Il presidente uscente Faustin-Archange Touadéra è stato rieletto con il 76,15. Il suo principale oppositore, Anicet-Georges Dologuélé, si è classificato al secondo posto con il 14,66% dei voti, secondo i risultati provvisori. A votare è stato circa il 52,43% degli aventi diritto e i risultati definitivi saranno proclamati dal Consiglio costituzionale a metà gennaio, dopo l'esame di eventuali ricorsi. Eletto nel 2016 e poi rieletto nel 2020 in un voto macchiato da sospetti di frode, Faustin-Archange Touadéra è stato criticato per aver fatto approvare nel 2023 una nuova costituzione che gli permette di rimanere al potere. Il candidato Dologuélé ha rivendicato la vittoria e denunciato gravi irregolarità nelle elezioni. Il portavoce del presidente Touadéra ha respinto queste accuse sabato, definendole “false” e mettendo in guardia contro il rischio di “disordini”. Henri-Marie Dondra, arrivato terzo con il 3,19% dei voti, prima ancora della proclamazione dei risultati provvisori ufficiali, ha chiesto l' annullamento delle elezioni, denunciando quella che ha definito “l'incapacità” di organizzare le votazioni da parte dell'agenzia nazionale per le elezioni. Una elezione definita ”pacifica" dagli osservatori dell'Unione Africana (UA) . Oggi durante una conferenza stampa, il rappresentante della delegazione dell'UA ha elogiato “un passo avanti verso la democrazia”, ritenendo che queste elezioni, “senza alcun paragone con i processi elettorali del 2016 e del 2020”, abbiano rispettato le procedure legali in vigore. L'opposizione, che in parte ha boicottato le elezioni, ha denunciato una "farsa” e ha accusato le istituzioni, tra cui l'Autorità nazionale elettorale e la Corte costituzionale, di essere nelle mani del potere in carica. “
Durante la sua campagna elettorale Touadéra si era presentato come il “candidato della stabilità” in un Paese ancora indebolito da una serie di guerre civili, colpi di Stato e regimi autoritari dalla sua indipendenza dalla Francia nel 1960. Il Paese ora è in via di stabilizzazione e il governo controlla quasi il 90% del territorio, mentre nel 2021 l'80% era controllato da gruppi armati. Ma la vita dei 5,5 milioni di centrafricani, di cui il 71% vive ancora al di sotto della soglia di povertà, rimane precaria, con una carenza di servizi di base, strade percorribili, disoccupazione endemica, un basso tasso di istruzione e un costo della vita sempre più elevato.

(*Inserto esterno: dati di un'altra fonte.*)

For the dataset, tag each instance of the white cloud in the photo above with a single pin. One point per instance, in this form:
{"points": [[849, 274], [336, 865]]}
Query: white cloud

L'instabilità nel paese persiste nella parte orientale, al confine con i due Sudan, e nella parte nord-occidentale. La firma di accordi di pace con tre gruppi armati quest'anno, la presenza dell'ONU, con la missione Minusca, e quella di circa 2.000 paramilitari russi del gruppo Wagner, presenti su richiesta del presidente Touadéra, hanno permesso di garantire la sicurezza delle operazioni di voto. Una coalizione di sei gruppi ribelli si era formata a margine delle ultime elezioni presidenziali per rovesciare il potere ed era stata respinta solo grazie all'intervento di Wagner e dell'esercito ruandese.